Building a Deterministic Media Normalization Pipeline: What the POC Taught Me

February 15, 2026 Stephen Fasciani

Media normalization sounds simple: take arbitrary files, inspect them, and convert them into a clean, Jellyfin‑friendly MP4 container. But the moment you start working with real files, you discover that the “simple” part is the illusion. The complexity lives in the details — the container rules, the stream metadata, the codec compatibility, and the failure modes that only show up when you run real media through a real pipeline.
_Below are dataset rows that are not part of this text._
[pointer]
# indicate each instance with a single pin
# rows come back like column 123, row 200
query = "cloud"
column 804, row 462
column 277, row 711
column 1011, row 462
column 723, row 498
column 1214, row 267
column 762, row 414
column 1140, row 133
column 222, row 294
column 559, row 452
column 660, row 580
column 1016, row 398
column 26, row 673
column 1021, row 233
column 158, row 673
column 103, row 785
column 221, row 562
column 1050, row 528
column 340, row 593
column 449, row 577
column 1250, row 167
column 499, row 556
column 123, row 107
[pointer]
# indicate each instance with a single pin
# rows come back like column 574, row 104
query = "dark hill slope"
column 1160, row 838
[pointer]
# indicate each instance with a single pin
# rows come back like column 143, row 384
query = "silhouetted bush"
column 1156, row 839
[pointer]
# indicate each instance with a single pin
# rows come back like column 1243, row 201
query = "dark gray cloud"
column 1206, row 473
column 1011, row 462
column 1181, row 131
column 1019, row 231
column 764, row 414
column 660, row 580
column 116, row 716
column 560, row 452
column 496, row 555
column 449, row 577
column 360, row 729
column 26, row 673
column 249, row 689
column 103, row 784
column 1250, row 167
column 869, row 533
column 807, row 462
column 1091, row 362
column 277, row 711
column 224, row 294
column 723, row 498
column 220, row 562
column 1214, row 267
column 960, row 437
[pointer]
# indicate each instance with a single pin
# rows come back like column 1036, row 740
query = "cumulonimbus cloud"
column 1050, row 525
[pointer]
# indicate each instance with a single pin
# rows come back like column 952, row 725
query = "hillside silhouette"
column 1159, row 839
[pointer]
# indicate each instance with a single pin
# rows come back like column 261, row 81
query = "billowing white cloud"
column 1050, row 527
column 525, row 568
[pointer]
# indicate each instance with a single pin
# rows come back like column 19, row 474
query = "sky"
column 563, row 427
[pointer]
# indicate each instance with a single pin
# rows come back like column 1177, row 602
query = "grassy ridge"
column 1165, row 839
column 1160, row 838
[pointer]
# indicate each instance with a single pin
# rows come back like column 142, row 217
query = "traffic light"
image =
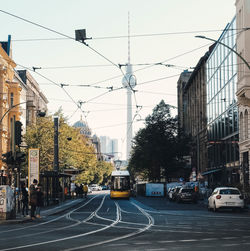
column 18, row 133
column 20, row 157
column 8, row 158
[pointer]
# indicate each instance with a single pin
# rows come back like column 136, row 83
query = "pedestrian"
column 85, row 190
column 33, row 198
column 24, row 200
column 39, row 201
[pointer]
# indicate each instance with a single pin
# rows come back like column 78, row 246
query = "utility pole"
column 56, row 157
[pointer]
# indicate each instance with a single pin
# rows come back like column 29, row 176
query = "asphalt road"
column 99, row 223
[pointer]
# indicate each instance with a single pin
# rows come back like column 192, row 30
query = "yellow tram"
column 120, row 185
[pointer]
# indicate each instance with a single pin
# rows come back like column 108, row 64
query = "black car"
column 186, row 195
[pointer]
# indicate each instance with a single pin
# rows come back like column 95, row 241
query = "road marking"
column 150, row 219
column 230, row 245
column 191, row 240
column 63, row 239
column 118, row 244
column 229, row 238
column 209, row 239
column 167, row 241
column 143, row 243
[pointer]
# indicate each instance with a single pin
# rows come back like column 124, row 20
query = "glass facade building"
column 222, row 110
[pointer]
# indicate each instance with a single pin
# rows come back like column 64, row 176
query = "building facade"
column 9, row 108
column 243, row 86
column 222, row 111
column 193, row 115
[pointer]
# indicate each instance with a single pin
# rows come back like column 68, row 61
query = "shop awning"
column 211, row 171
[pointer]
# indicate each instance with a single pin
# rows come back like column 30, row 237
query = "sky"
column 161, row 31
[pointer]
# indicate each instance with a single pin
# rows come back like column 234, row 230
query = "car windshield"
column 229, row 191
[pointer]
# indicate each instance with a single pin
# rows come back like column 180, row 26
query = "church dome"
column 84, row 129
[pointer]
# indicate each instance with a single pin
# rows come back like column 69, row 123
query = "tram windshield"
column 120, row 183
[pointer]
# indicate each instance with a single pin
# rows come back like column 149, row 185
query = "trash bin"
column 6, row 202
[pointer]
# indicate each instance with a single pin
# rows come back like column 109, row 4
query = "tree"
column 74, row 152
column 156, row 148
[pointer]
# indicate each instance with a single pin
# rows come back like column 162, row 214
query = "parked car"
column 95, row 187
column 105, row 187
column 225, row 197
column 186, row 195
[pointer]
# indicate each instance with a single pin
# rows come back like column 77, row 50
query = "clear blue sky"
column 103, row 20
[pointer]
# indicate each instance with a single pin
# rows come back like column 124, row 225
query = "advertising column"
column 33, row 165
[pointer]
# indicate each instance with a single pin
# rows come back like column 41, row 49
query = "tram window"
column 120, row 183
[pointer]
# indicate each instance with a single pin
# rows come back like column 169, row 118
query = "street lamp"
column 231, row 49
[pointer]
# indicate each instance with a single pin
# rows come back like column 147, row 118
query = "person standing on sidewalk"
column 25, row 200
column 39, row 201
column 33, row 199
This post documents the early proof‑of‑concept (POC) for a normalization engine I’m building. The goal wasn’t to produce a finished transcoder. The goal was to expose the hidden constraints so the real design can be grounded in reality rather than assumptions.

The POC did exactly that.

1. The Problem: Arbitrary Media In, Deterministic Media Out

A normalization pipeline needs to take whatever the user throws at it — MKV, MP4, WebDLs, scene releases, remuxes, transcodes — and produce a consistent output. That means:

detecting codecs
detecting container compatibility
selecting the correct streams
dropping invalid ones
transcoding only when necessary
producing an atomic, crash‑safe output

This is not a “run ffmpeg on a folder” problem.
It’s an ingestion problem.

2. Atomic File Promotion: The First Constraint

The POC established a non‑negotiable rule:
never expose partial files to Jellyfin.

The solution:

write to a .tmp file
explicitly specify the muxer (-f mp4)
promote via os.replace(tmp, final)

This guarantees:

no partial indexing
no corrupted files
no race conditions
no cleanup required after crashes

This constraint shapes everything else.

3. The First Real Failure: “moov atom not found”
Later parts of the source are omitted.